In July 2017, NantCell licensed CytRx Corporation’s aldoxorubicin for $13 million up front and $356 million in milestones. In June 2018, CytRx highlighted data from aldoxorubicin that was published in the journal Future Oncology for treatment of advanced soft tissue sarcoma. And in November 2018, CytRx presented data from the Phase Ib part of a Phase Ib/II clinical trial of NantCell’s high-affinity natural killer (hank) cell therapy in combination with anti-cancer agents, including aldoxorubicin, in patients with third-line or greater triple negative breast cancer, fourth-line or greater head and neck squamous cell carcinoma (HNSCC) or recurrent metastatic pancreatic cancer. The company presented two posters at the Society for Immunotherapy of Cancer’s (SITC) 33rd Annual Meeting.

#3. CRISPR Therapeutics. Based in Cambridge, Mass., CRISPR Therapeutics was one of the first companies created to exploit CRISPR gene editing technology. It launched with a $35 million Series A round followed by an $89 million Series A and B round. In October 2015, it signed a deal with Vertex Pharmaceuticals worth $105 million up front and $420 million in milestone and royalty payments for six possible in-licensed treatment.

The company has gone on to develop strategic partnerships with Casebia Therapeutics, ViaCyte, MaxCyte, CureVac GmbH, StrideBio, Neon Therapeutics, Massachusetts General Hospital and others.

In January 2018, the company announced its IPO price of $22.75 per share.
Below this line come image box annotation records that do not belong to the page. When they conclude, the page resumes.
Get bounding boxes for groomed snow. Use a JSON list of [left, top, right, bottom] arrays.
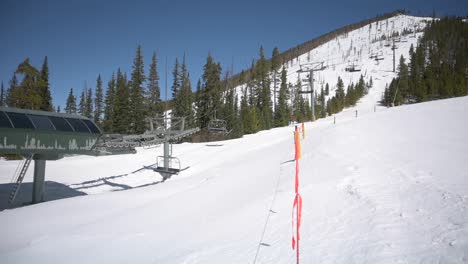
[[0, 97, 468, 263]]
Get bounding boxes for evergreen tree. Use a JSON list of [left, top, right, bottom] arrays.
[[198, 54, 222, 127], [111, 69, 132, 134], [174, 55, 193, 127], [39, 56, 53, 111], [194, 79, 203, 127], [85, 88, 93, 119], [0, 81, 5, 106], [130, 46, 146, 134], [240, 89, 259, 134], [9, 59, 43, 110], [148, 52, 164, 117], [65, 88, 76, 114], [275, 67, 289, 127], [172, 58, 180, 99], [271, 47, 281, 72], [78, 87, 88, 116], [102, 73, 116, 133], [335, 77, 345, 110], [255, 47, 273, 129], [5, 73, 18, 107], [94, 74, 104, 127]]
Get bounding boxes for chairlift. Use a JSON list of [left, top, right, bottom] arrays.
[[208, 119, 230, 135], [345, 63, 361, 72], [152, 156, 181, 174]]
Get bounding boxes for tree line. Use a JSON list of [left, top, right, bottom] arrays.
[[382, 17, 468, 106]]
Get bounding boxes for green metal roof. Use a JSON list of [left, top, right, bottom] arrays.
[[0, 107, 102, 159]]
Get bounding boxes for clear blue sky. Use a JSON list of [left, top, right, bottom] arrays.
[[0, 0, 468, 109]]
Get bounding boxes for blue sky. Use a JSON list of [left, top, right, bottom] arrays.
[[0, 0, 468, 109]]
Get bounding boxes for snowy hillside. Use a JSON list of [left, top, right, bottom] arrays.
[[237, 15, 432, 107], [0, 94, 468, 263], [0, 16, 468, 263]]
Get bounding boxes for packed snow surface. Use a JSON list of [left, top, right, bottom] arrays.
[[0, 97, 468, 263]]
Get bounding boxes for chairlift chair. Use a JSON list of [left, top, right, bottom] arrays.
[[208, 119, 229, 134], [153, 156, 181, 174]]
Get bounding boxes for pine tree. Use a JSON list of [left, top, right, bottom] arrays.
[[335, 77, 345, 110], [130, 46, 146, 134], [5, 73, 18, 107], [194, 79, 203, 127], [255, 47, 273, 129], [102, 73, 116, 133], [198, 54, 222, 127], [271, 47, 281, 72], [172, 58, 180, 99], [174, 55, 193, 127], [94, 74, 104, 127], [147, 52, 163, 117], [65, 88, 76, 114], [78, 87, 88, 116], [240, 89, 259, 134], [8, 59, 42, 110], [39, 56, 53, 111], [0, 81, 5, 106], [112, 69, 133, 134], [395, 55, 409, 105], [85, 88, 93, 119], [275, 67, 289, 127]]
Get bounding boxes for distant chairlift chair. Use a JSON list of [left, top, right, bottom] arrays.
[[208, 119, 231, 135]]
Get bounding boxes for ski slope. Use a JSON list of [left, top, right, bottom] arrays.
[[0, 16, 468, 263], [236, 15, 432, 108], [0, 97, 468, 263]]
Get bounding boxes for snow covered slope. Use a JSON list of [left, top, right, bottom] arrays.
[[237, 15, 432, 107], [0, 97, 468, 263]]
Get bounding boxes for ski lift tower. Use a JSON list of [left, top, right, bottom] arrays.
[[150, 117, 200, 179], [297, 62, 326, 121]]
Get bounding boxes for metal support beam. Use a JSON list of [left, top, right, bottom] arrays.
[[32, 159, 46, 204], [309, 69, 315, 121]]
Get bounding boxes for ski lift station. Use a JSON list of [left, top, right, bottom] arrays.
[[0, 107, 102, 203]]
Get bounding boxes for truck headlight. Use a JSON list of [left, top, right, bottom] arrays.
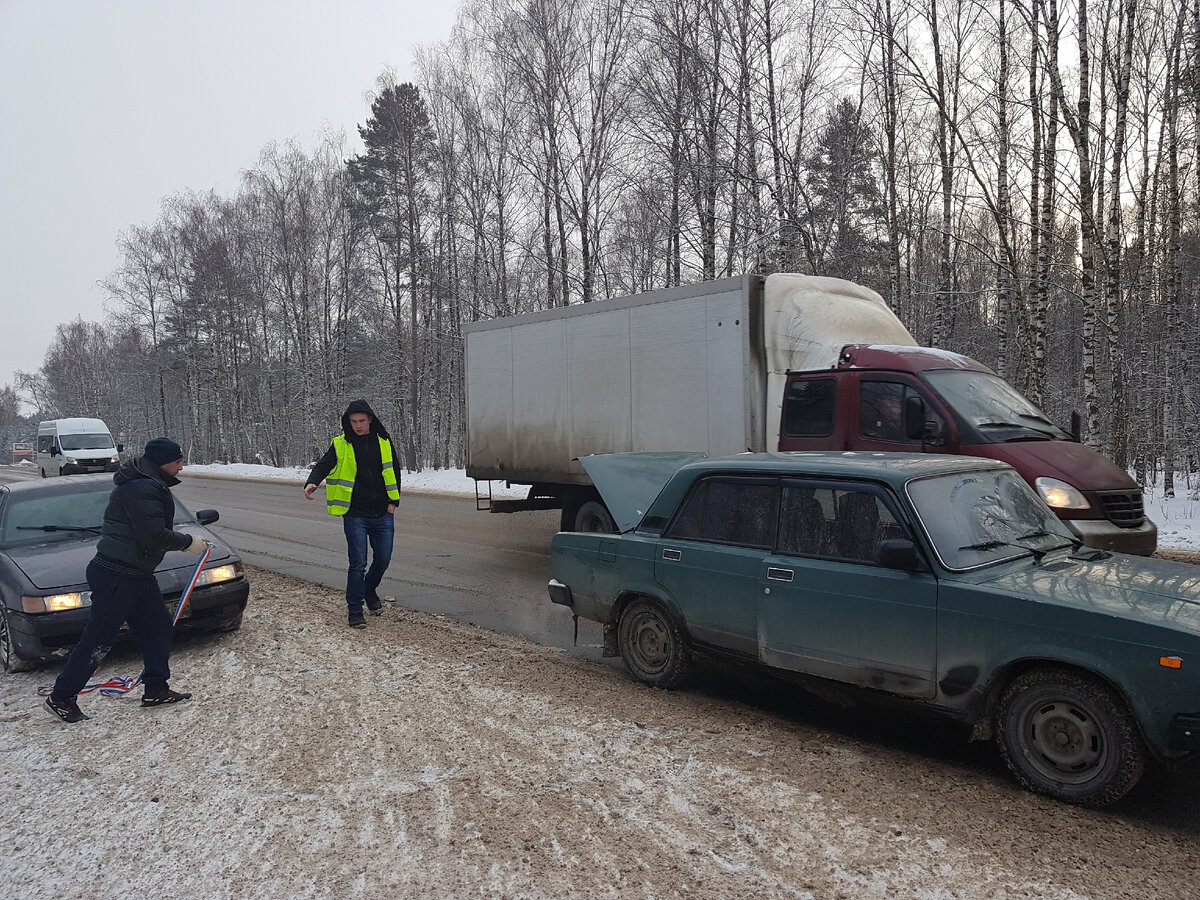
[[20, 590, 91, 613], [196, 563, 242, 587], [1033, 478, 1092, 509]]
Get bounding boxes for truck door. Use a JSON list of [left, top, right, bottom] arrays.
[[758, 479, 937, 698], [852, 374, 958, 454], [779, 376, 848, 450]]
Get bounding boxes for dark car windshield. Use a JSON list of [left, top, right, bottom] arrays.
[[0, 485, 192, 548], [59, 434, 115, 450], [923, 368, 1070, 440], [906, 469, 1075, 570]]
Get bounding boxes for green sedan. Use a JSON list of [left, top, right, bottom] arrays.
[[550, 452, 1200, 806]]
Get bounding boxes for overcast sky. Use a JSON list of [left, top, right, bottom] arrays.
[[0, 0, 457, 386]]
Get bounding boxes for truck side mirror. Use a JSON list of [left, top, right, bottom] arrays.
[[904, 394, 925, 440]]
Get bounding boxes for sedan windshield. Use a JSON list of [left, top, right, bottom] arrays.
[[924, 368, 1069, 440], [906, 469, 1075, 570], [0, 491, 109, 547]]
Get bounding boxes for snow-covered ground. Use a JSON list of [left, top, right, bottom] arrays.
[[186, 464, 1200, 550]]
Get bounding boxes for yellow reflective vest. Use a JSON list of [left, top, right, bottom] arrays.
[[325, 434, 400, 516]]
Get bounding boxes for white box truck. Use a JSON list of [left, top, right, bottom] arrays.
[[36, 418, 124, 478], [463, 274, 1158, 554]]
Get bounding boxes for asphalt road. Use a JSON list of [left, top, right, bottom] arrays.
[[174, 469, 601, 659]]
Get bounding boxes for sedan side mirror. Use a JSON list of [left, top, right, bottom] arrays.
[[875, 539, 925, 572]]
After the FDA placed a clinical hold on it and Vertex’s IND for CYTX001 for sickle cell disease (SCD), it was lifted on October 10, 2018. The two companies had earlier announced they had received approvals for Clinical Trial Applications for the compound in multiple countries outside the U.S. for both beta-thalassemia and SCD. They expected to initiate a Phase I/II clinical trial in SCD by the end of 2018 and are enrolling patients with transfusion-dependent beta-thalassemia in a Phase I/II trial in Europe.

At its third-quarter financial report on November 7, 2018, Samarth Kulkarni, CRISPR’s chief executive officer, stated, “As we enter the fourth quarter, we are actively moving our programs forward and expanding our clinical development activities in sickle cell disease, beta-thalassemia and immuno-oncology.”